Three days later, Malcolm and the Peshwa met at Keyri, in the latter’s camp. The Peshwa was extremely dejected, and there was no comfort for him except in the kindness of Malcolm’s manner. He was told plainly that he would be Peshwa no longer, and must leave the Deccan:

‘There are periods in the lives of men when great sacrifices are demanded of them. The tribe to which your Highness belongs has been celebrated in all ages for its courage. Brahmin women have burnt upon the funeral piles of their husbands. Men have thrown themselves from precipices to propitiate the deity for themselves, or to avert misfortune from their families. You are called upon for no such effort. . . . The sooner you determine your course the better.’

The Peshwa despairingly replied that he had once three friends—Arthur Wellesley, Barry Close, and John Malcolm; the first was now a great man far away, the second dead, and his only hope lay in the last-named. The interview ended, with nothing settled, and it was not until two hours before noon of 3 June—two hours before the time when Malcolm had told the Peshwa he should treat him as an enemy—that the Maratha surrendered. Having surrendered, he began to recover his complacency of mind. His life, at any rate, was now safe, and Malcolm was jesting with him as with an old friend.

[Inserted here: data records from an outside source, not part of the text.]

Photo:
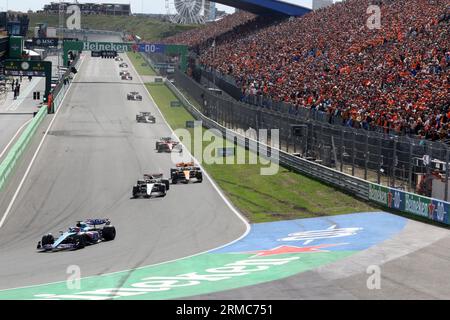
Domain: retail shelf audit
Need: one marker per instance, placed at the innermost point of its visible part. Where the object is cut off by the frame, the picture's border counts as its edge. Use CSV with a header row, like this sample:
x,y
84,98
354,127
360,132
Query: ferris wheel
x,y
187,11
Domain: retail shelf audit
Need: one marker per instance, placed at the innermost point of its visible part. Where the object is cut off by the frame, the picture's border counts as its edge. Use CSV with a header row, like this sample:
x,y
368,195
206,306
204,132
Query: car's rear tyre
x,y
80,242
167,183
109,233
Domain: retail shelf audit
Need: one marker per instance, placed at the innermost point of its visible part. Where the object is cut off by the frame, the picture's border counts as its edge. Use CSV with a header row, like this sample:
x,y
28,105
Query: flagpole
x,y
214,57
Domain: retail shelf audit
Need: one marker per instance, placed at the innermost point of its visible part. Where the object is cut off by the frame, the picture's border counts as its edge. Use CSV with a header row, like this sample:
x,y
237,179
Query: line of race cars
x,y
155,185
94,231
124,74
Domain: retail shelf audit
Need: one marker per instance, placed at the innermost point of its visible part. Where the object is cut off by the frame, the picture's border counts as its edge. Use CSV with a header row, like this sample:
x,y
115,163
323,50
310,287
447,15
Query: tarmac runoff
x,y
271,254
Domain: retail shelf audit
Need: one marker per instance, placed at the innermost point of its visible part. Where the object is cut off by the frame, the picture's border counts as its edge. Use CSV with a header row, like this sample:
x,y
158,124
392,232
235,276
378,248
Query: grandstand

Malcolm had reached what he felt was the highest peak of his career. Disappointment was intense when he learnt that in granting the Peshwa a pension of eight lakhs—equal to more than £80,000—he was considered to have been wildly generous. Lord Hastings held that the Peshwa was a helpless fugitive, with no choice but surrender. Malcolm argued that he still had 6,000 horse and 5,000 infantry; at the time he (as well as Malcolm) believed Asirgarh to be untaken, with Sindhia’s commandant, who had already accepted the charge of his property, willing to receive him.

Historians have generally concurred in the Governor-General’s disapproval, and the fact that the pension had to be paid for a quarter of a century, while the Peshwa unexpectedly and inconsiderately lived on, surviving both former and later excesses, and happy with his Ganges water, buffoons and dancing girls, has naturally deepened exasperation. ‘I have heard the longevity of Badjee Rao spoken of as one of Malcolm’s offences.’441

Malcolm’s real defence seems to me one which he never put forward. His ideas had been formed in expansive days, when Arthur Wellesley had awarded a far less important chieftain a pension of seven lakhs.442 Until he found himself criticized, Malcolm probably never dreamt that eight lakhs would be regarded as excessive, and it is interesting to note that his peers, such men as Munro, Elphinstone, Ochterlony, Jenkins, did not regard it as excessive. Writing to Munro, to thank him for his approbation, in language strangely recalling Waller’s noble words to his friend Ralph Hopton,443 when they had perforce become enemies in the civil war between Charles I and his Commons, Malcolm reveals the imaginative plane on which his generation moved and acted. ‘We exist on impression; and on occasions like this, where all are anxious spectators, we must play our part well or we should be hissed. . . . I well knew that the moment he submitted he would unstring a bow that he never could rebend.’ He could not agree with the Governor-General’s opinion that Baji Rao’s distress ‘would force him to submit on any conditions, and that his enormities deprived him of all right either to princely treatment or princely pension’.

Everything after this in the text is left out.